Hobby Center Toys plays specialty game with twin concepts

Discount Store News, August 10, 1987 by Josephine Fiamingo

Hobby Center Toys Plays Specialty Game with Twin Concepts

Rather than compete head on with larger toy supermarkets such as Toys "R' Us and Child World, Hobby Center Toys, a chain of specialty toy stores based here, has carved out its own special niche with two separate concepts:

One, called Hobby Center Toys, incorporates both high-priced, collectable merchandise with discount oriented promotional fare and averages between 2,000 square feet and 3,000 square feet.

The other, The Toy Store, is more upscale with selective products aimed for the higher income customer in upscale market areas next to retailers such as Benetton and Polo.

Located in the midst of acres of family-owned farmland and almost hidden by high stalks of corn, the offices and warehouse are the heart of the 27-store operation.

Russell Benore, founder, was a farmer for most of the year. But in the winter, he would escape to his basement to build model railroad trains.

It was in his basement where the idea of a hobby shop was born.
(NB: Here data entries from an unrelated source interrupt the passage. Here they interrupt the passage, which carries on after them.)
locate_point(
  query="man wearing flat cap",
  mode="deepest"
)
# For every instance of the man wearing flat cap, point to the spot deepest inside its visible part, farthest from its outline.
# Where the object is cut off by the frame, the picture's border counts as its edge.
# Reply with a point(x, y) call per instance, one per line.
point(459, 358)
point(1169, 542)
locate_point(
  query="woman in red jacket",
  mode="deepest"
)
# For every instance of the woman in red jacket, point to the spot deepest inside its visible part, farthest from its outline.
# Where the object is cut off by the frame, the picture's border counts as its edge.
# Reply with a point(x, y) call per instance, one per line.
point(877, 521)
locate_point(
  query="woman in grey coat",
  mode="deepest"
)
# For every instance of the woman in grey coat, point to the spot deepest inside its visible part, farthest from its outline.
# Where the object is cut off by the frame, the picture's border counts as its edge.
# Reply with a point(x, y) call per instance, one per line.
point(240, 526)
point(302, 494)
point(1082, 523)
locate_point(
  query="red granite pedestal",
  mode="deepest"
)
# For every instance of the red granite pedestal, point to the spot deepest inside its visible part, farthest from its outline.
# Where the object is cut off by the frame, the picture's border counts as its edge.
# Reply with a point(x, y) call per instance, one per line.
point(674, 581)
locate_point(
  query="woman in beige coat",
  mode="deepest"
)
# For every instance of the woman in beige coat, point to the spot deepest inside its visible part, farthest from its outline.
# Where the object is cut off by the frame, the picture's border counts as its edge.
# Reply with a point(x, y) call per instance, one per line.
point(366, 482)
When Russell and his wife, Mary Beth, offered for sale model railroad parts left over from his hobby, they found a number of hobbyists in the Toledo area.

Thus, the first store opened in 1947 in downtown Toledo strictly as a hobby shop called Hobby Center. The chain has grown from that first unit doing less than $30,000 in sales that year to its current 27 stores and $12 million in sales. The stores are mainly concentrated in Ohio with three stores in Michigan and one store in Indiana.

Eventually, promotional toys were added to the mix and the name of the store was changed to Hobby Center Toys in 1976.

Hobbies still account for 30 percent of the chain's total business while crafts and miniatures account for 10 percent. The other 60 percent is generated by toys and is equally distributed between promotional toys and the higher quality imported merchandise.

The idea of adding toys to the mix came about in 1959, originally to promote party plan merchandising. The Benores started the Fun Fair wholesale company to buy the toys for the party plan since it was not easy to buy direct at that time, said Benjamin Savino, vice president of the chain. Buyers continue to deal direct with toy factories through its buying division, Fun Fair.

Toy Competition

Increasing competition on promotional toys from the large toy supermarkets stirred the company in 1979 to launch a more upscale version of its toy stores, called The Toy Store. The chain currently operates five locations under that name and these stores are smaller than the average size of Hobby Center Toys.

The company is trying to keep the identity of the Toy Store separate from Hobby Center Toys by having the product mix and locations setting the image, Savino said.

The chain just opened a new The Toy Store in Kettering, Ohio, on July 10 and a Hobby Center Toys in Mansfield. "By next fall when the dust settles, we expect to have an increase in sales from the new stores,' Savino said. It has remained at around $12 million in sales over the past two years.

"We have become more and more of a specialty retailer,' Savino said. "The country has become segmented with the Wal-Marts taking over the lower-end of the scale and the specialists taking over the higher-end of the scale with the middle being eliminated.'

The toy specialty retailer considers toy supermarkets to be its main competition due to the sheer volume those operations generate. When a Toys "R' Us opens up near one of its stores, the company said it takes away 10 percent to 15 percent of its business for the first four months, before its customers eventually return.

To differentiate itself from the toy supermarkets, Hobby Center Toys has increased its stock from such European manufacturers as Ravensburger, International Playthings and Reeds. The imported higher quality merchandise doesn't necessarily mean higher prices, Savino said, with many imported toys selling between $10 and $30.

For example, a Quercetti Lunapark Gear Circus game sells for $16 and a Ravensburger Four Seasons game for $12. "It is a way to maintain markup in this business because we can limit markdowns and sell higher mark up merchandise,' he added. "We are taking the best of both worlds by mixing promotional with a mix of imports and quality hobbies.'

The mix is visibly apparent in a Hobby Center Toys store. In an average store, the right aisle, aimed at girls, has one side containing such merchandise as expensive collector dolls priced as high as $3,500, and the other side carrying promotional dolls such as Barbie. The left side of the store, merchandised as the boys aisle, has one side containing radio remote control cars, boats and airplanes priced as high as $300; the other side has promotional items such as Masters of the Universe.

One of the difficulties in dealing with imported items, confides Savino, is that it involves limited marketing. An importer may have the product at one time and then when the chain would like to recorder finds that the importer no longer carries the product.